Bref, la majeure partie des chargements de troupes de l’Otan ou des bases US en Allemagne, quand elle ne part pas de Bremehaven, transite par Anvers ou Rotterdam. Evidemment, à Anvers, la SNCB est dans le coup, qui participe des transferts par voie ferroviaire de ces matériels de guerre. Et tout cela sans qu’on ne s’en émeuve outre mesure. Des chargements dangereux circulent, mais en container on ne les distingue pas, ce doit être ça l’avantage. L’OTAN a trop bon dos, et la France elle ne l’aurait pas accepté à Marseille. On en reste pour autant aux transports légaux. Mais on peut craindre autre chose, via cette filière camion-péniche-porte conteneurs. L’Europe centrale n’est pas si loin que ça, via l ’axe Rhin-Danube . La Roumanie, l’Ukraine, la Serbie ou le Kosovo, la Croatie ne sont pas obligés de passer par la filière Mer Noire, un peu trop surveillée par l’ex-Ursss.

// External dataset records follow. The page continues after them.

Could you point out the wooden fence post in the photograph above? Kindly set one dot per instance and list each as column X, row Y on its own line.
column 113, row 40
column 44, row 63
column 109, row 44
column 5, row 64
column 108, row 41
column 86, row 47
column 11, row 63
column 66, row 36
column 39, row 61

Anvers est à portée de fleuve, le port est plus discret qu’Odessa, et les contrôles fluviaux plus souples ou plus discrets. Avec en effet sur place des agences portuaires ou de transit... très spéciales, parfois même installées en plein pays comme au Brabant Flamant, à proximité de la capitale belge, à Tervuren. En la personne de Claudine Fraiture, la gérante du cabinet North Atlantic Consult. Une dame aujourd’hui représentante exclusive des lunettes de visée nocturne ITT, denrée très prisée en ce moment part tout le monde militaire, le représentant français d’ITT étant la Jenoptec qui fournit l’armée du pays. La dame citée n’est pas une totale inconnue. Elle a été mise en examen en 2000 comme associée du marchand d’armes Jacques Monsieur, lui-même lié à François Lasnosky et Patrice Bourges (le propre fils d’Yvon Bourges), tous accusés d’avoir vendu illégalement des armes au vendu des armes en Bosnie-Herzégovine, au Qatar, en Afrique du Sud, au Congo-Brazzaville, au Vénézuela, en Côte d’Ivoire et en Angola... Des profiteurs de guerre , bénéficiant de l’éclatement de l’ex- yougoslavie.

Jacques Monsieur est un cas d’espèce atypique dans le monde des marchands d’armes : c’est un juriste de formation mais aussi un officier de réserve de l’armée belge qui fit plusieurs missions en son temps pour le Service Général de Renseignement (SGR ; ex SGDRA) de l’armée belge. On comprend pourquoi dans ce cas on a autant hésité en Belgique à l’arrêter une fois sa ou ses contrebande(s) découverte(s). Le journal de Morgen révèla en effet le 23 août 1989 qu’il fournissait des armes dans le cadre de l’Irangate, en réussissant même à vendre 600 missiles US Tow à Téhéran... il n’avait en fait qu’un boulevard à traverser pour se rendre au siège de l’Otan, chez qui il avait toujours eu ses entrées.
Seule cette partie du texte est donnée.